Southern separatists clashed on Wednesday with presidential guards in Aden, the seat of Yemen’s government, and one person was killed and at least two badly injured, local officials and residents told Reuters.
The violence highlighted a rift within the Saudi-backed coalition battling the Iran-aligned Houthi movement in a more than a four-year war that has killed tens of thousands of people and pushed Yemen to the brink of famine.
The separatists and the internationally recognised government of President Abd-Rabbu Mansour Hadi are nominally united in their battle against the Houthis.
But they have rival agendas for Yemen’s future, and a missile strike in Aden last week that killed dozens of southern soldiers raised friction between them.
Just before Wednesday’s clash, hundreds of separatist supporters attended a funeral for some of the southern soldiers and a prominent commander near the hilltop presidential palace.
As the crowd chanted anti-government slogans, shooting was exchanged with presidential guards. The identities of the one dead and two injured people were not immediately known.
After the funeral, the vice-president of the separatist Southern Transitional Council (STC), Hani Ali Brik, called on supporters to march on the palace and overthrow the government, but there was no sign such a march had begun.
Yemen’s interior minister Ahmed al-Maysari said the government had so far practiced restraint to maintain stability in Aden but was “fully ready” to combat any actions targeting the state’s institutions.

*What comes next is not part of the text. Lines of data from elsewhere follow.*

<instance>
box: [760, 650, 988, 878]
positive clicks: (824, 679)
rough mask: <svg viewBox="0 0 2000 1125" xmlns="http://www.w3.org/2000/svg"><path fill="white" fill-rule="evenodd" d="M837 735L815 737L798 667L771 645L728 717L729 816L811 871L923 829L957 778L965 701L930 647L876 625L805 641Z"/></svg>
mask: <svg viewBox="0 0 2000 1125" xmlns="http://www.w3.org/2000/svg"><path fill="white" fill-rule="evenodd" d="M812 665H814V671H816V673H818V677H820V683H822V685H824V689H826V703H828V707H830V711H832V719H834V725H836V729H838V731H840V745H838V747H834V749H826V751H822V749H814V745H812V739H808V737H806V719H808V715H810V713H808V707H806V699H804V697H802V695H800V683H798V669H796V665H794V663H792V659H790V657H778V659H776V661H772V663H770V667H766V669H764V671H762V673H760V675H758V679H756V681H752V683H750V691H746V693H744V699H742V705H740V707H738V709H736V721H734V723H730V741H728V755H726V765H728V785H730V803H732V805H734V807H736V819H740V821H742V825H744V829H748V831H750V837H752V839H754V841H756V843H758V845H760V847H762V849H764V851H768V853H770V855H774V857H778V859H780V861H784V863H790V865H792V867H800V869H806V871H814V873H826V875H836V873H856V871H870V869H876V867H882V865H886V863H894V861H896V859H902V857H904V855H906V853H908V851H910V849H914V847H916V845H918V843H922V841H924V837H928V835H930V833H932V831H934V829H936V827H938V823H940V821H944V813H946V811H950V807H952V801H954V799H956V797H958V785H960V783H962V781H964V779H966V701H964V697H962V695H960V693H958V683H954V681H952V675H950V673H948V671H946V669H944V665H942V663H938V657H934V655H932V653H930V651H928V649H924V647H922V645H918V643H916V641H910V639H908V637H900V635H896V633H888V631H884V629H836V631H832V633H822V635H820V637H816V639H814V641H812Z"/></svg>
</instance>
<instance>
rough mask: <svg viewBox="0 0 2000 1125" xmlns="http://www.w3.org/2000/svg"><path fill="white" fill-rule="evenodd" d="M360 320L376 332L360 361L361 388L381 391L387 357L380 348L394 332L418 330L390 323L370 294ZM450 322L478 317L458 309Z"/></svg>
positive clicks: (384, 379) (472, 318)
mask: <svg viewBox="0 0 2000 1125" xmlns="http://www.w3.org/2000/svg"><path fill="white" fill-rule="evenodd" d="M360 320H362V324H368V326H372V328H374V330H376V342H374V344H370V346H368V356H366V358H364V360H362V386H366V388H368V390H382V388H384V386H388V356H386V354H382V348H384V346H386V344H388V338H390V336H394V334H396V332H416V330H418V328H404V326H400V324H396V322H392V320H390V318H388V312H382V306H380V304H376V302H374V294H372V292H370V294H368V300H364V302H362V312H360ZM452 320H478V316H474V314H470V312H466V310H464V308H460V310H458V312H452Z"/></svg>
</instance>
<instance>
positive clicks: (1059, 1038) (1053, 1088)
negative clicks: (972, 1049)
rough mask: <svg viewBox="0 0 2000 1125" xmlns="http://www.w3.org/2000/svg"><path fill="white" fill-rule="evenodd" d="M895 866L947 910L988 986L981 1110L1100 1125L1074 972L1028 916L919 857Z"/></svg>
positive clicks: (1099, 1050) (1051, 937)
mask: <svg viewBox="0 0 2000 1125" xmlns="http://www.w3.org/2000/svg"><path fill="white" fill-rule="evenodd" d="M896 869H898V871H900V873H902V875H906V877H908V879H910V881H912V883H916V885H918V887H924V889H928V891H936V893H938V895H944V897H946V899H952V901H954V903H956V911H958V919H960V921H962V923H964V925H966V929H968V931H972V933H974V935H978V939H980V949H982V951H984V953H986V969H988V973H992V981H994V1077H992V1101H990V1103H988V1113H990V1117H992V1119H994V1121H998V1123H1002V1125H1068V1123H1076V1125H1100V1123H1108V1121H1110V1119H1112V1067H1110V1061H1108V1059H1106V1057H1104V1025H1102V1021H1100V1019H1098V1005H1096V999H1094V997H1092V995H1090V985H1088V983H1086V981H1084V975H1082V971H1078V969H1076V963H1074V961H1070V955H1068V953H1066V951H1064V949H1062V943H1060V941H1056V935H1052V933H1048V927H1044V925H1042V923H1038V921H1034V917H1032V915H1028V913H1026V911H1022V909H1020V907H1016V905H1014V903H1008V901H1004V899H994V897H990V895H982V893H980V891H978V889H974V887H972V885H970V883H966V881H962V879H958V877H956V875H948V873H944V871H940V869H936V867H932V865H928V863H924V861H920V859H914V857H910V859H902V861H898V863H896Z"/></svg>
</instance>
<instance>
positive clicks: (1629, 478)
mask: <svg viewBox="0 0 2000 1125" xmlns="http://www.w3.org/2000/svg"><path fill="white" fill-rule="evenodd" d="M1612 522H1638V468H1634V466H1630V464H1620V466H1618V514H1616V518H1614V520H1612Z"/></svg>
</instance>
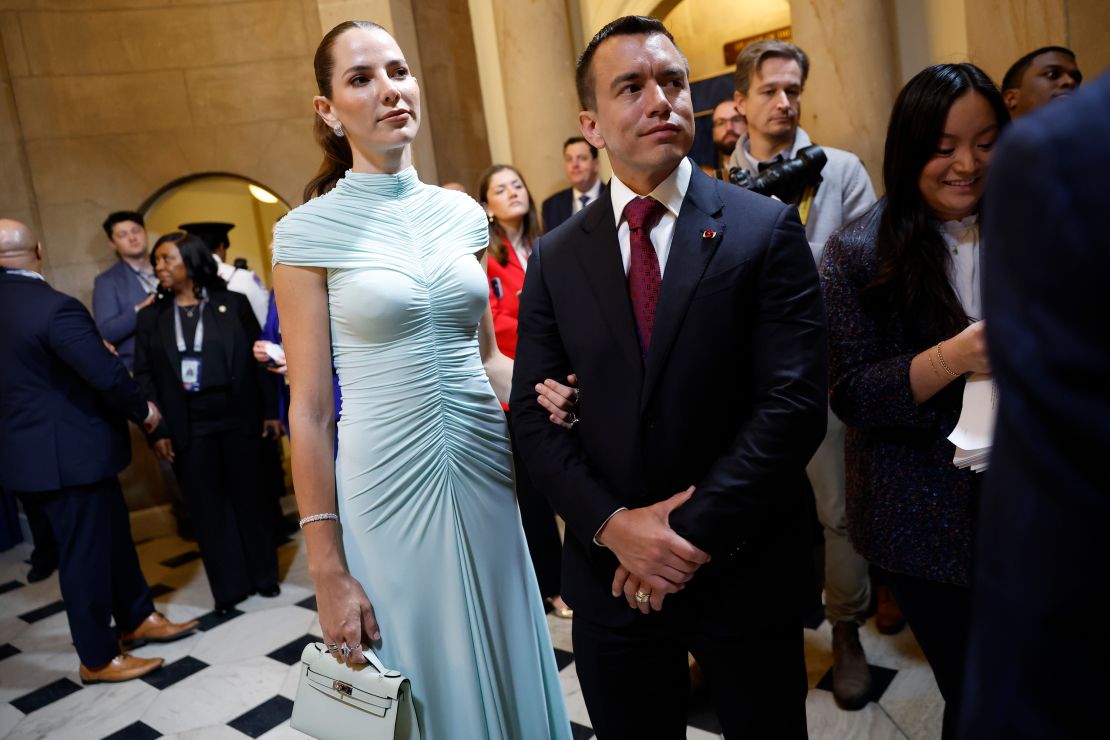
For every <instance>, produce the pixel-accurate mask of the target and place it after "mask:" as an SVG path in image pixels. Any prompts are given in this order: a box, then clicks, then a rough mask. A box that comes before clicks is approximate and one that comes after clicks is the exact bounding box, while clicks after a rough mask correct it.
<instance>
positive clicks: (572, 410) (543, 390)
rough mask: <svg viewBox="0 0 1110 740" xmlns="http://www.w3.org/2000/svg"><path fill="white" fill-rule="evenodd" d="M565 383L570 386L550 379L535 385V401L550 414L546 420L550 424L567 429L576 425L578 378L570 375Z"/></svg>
mask: <svg viewBox="0 0 1110 740" xmlns="http://www.w3.org/2000/svg"><path fill="white" fill-rule="evenodd" d="M566 382H567V383H569V384H571V385H569V386H566V385H563V384H562V383H559V382H557V381H553V379H551V378H547V379H546V381H544V382H543V383H542V384H537V385H536V401H537V402H538V403H539V405H541V406H543V407H544V408H546V409H547V410H548V412H549V413H551V415H549V416H548V417H547V418H548V419H549V420H551V423H552V424H555V425H557V426H561V427H563V428H564V429H569V428H571V427H573V426H574V425H575V424H577V423H578V415H577V412H578V388H577V385H578V376H577V375H575V374H573V373H572V374H571V375H567V376H566Z"/></svg>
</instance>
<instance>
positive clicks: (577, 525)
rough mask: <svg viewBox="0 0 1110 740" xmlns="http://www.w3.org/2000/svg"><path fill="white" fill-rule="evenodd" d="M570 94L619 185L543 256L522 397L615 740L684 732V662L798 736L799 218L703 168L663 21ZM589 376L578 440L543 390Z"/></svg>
mask: <svg viewBox="0 0 1110 740" xmlns="http://www.w3.org/2000/svg"><path fill="white" fill-rule="evenodd" d="M577 83H578V95H579V99H581V101H582V105H583V108H584V110H583V112H582V113H579V123H581V126H582V130H583V133H584V135H585V136H586V139H587V140H588V141H589V142H591V143H592V144H594V145H595V146H597V148H606V149H608V152H609V161H610V162H612V163H613V171H614V175H615V176H614V179H613V181H612V182H610V183H609V187H608V191H607V194H606V195H605V196H603V197H602V199H601V201H599V202H598V203H597V205H596V206H595V207H591V209H588V210H586V211H584V212H582V213H579V214H578V215H576V216H574V217H572V219H571V221H568V222H567V223H565V224H564V225H563V226H562V227H559V229H558V230H556V231H555V232H554V233H551V234H548V235H546V236H544V237H543V239H542V240H541V242H539V243H538V244H537V247H536V250H535V251H534V252H533V256H532V261H531V262H529V267H528V275H527V277H526V278H525V284H524V292H523V295H522V298H521V305H522V310H521V320H519V334H518V344H517V355H516V366H515V372H514V377H513V396H512V401H511V404H509V405H511V407H512V414H513V427H514V432H515V438H516V443H517V444H518V446H519V449H521V453H522V455H523V457H524V460H525V464H526V465H527V467H528V472H529V474H531V475H532V476H533V479H534V480H535V483H536V485H537V486H538V487H539V488H541V490H543V491H544V493H545V494H546V495H547V496H548V497H549V498H551V500H552V503H553V505H554V507H555V509H556V510H557V511H558V513H559V514H561V515H562V516H563V518H564V519H565V521H566V525H567V536H566V543H565V549H564V560H563V565H564V576H563V578H564V595H565V598H566V600H567V601H568V602H569V604H571V606H572V607H573V608H574V610H575V618H574V646H575V662H576V666H577V670H578V678H579V681H581V683H582V688H583V695H584V697H585V700H586V707H587V709H588V710H589V716H591V719H592V721H593V724H594V729H595V731H596V732H597V736H598V738H601V739H602V740H609V739H613V738H637V739H638V738H644V737H652V738H684V737H686V736H685V732H686V707H685V698H686V696H687V692H688V681H689V675H688V672H687V651H689V652H692V653H693V655H694V657H695V658H696V659H697V661H698V665H699V666H700V667H702V669H703V672H704V675H705V678H706V680H707V682H708V685H709V687H710V689H712V692H713V697H714V701H715V703H716V708H717V713H718V717H719V719H720V723H722V727H723V729H724V731H725V734H726V737H729V738H739V737H741V736H743V737H751V738H804V737H806V712H805V696H806V670H805V660H804V650H803V624H801V608H803V604H804V602H805V601H806V597H807V591H808V589H810V588H811V577H813V574H811V564H810V558H809V544H808V537H809V530H808V528H807V521H808V519H807V508H806V507H807V493H808V489H807V487H806V480H805V464H806V462H807V460H808V459H809V457H810V456H811V455H813V453H814V450H815V449H816V448H817V445H818V444H819V442H820V440H821V437H823V435H824V433H825V420H826V395H827V379H826V359H825V347H826V337H825V316H824V310H823V306H821V296H820V288H819V285H818V280H817V271H816V268H815V266H814V260H813V255H811V254H810V251H809V246H808V243H807V242H806V236H805V233H804V231H803V229H801V224H800V223H799V221H798V215H797V211H796V210H795V209H793V207H790V206H786V205H784V204H781V203H779V202H777V201H774V200H770V199H767V197H760V196H758V195H755V194H753V193H749V192H747V191H743V190H740V189H738V187H734V186H731V185H728V184H725V183H723V182H719V181H717V180H714V179H712V178H709V176H708V175H706V174H705V173H703V172H702V171H700V170H699V169H698V168H696V166H694V164H693V163H692V162H690V160H688V159H686V154H687V152H688V151H689V149H690V145H692V144H693V138H694V114H693V107H692V102H690V93H689V82H688V68H687V64H686V60H685V58H684V57H683V55H682V53H680V52H679V51H678V49H677V48H676V47H675V44H674V42H673V40H672V38H670V34H669V33H668V32H667V30H666V28H664V27H663V24H662V23H660V22H659V21H657V20H654V19H648V18H640V17H627V18H622V19H619V20H616V21H614V22H613V23H610V24H609V26H607V27H606V28H604V29H602V31H599V32H598V33H597V36H595V37H594V39H593V41H591V43H589V45H588V47H587V48H586V51H585V52H584V53H583V55H582V58H581V59H579V61H578V70H577ZM642 196H648V197H642ZM572 372H574V373H576V374H577V377H578V383H579V389H581V396H579V404H578V409H577V415H578V417H579V418H581V420H578V422H576V423H575V424H574V425H573V427H572V429H571V432H569V433H567V432H566V430H564V429H562V428H559V427H557V426H555V425H553V424H551V423H549V420H548V414H547V410H546V409H544V408H543V407H542V406H539V405H538V404H537V403H536V398H535V393H536V389H537V384H539V383H542V382H543V381H544V378H563V377H566V376H567V375H568V374H569V373H572ZM676 491H680V493H676ZM751 595H758V602H757V604H753V602H751V601H750V597H751ZM783 604H790V605H794V606H795V607H796V608H795V609H780V608H779V605H783ZM767 605H776V607H775V609H771V610H768V609H767V608H766V607H767Z"/></svg>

“We call on the Yemeni people not to respond to such calls as they only aim for war and only serve the Houthis,” said Maysarri.
The United Nations’ special envoy for Yemen, Martin Griffiths, expressed concern about the flare-up in Aden.
I am alarmed by the military escalations in Aden today, including reports of clashes in the vicinity of the Presidential Palace. I am also deeply concerned by the recent rhetoric encouraging violence against Yemeni institutions.
A senior United Arab Emirates (UAE) official, Anwar Gargash, called for calm after the violence, which he described on Twitter as worrying, and said escalation between the two sides was not acceptable after attacks claimed by Daesh and al Qaeda in southern Yemen in recent days.
The UAE supports the anti-Houthi coalition but also backs the southern separatists.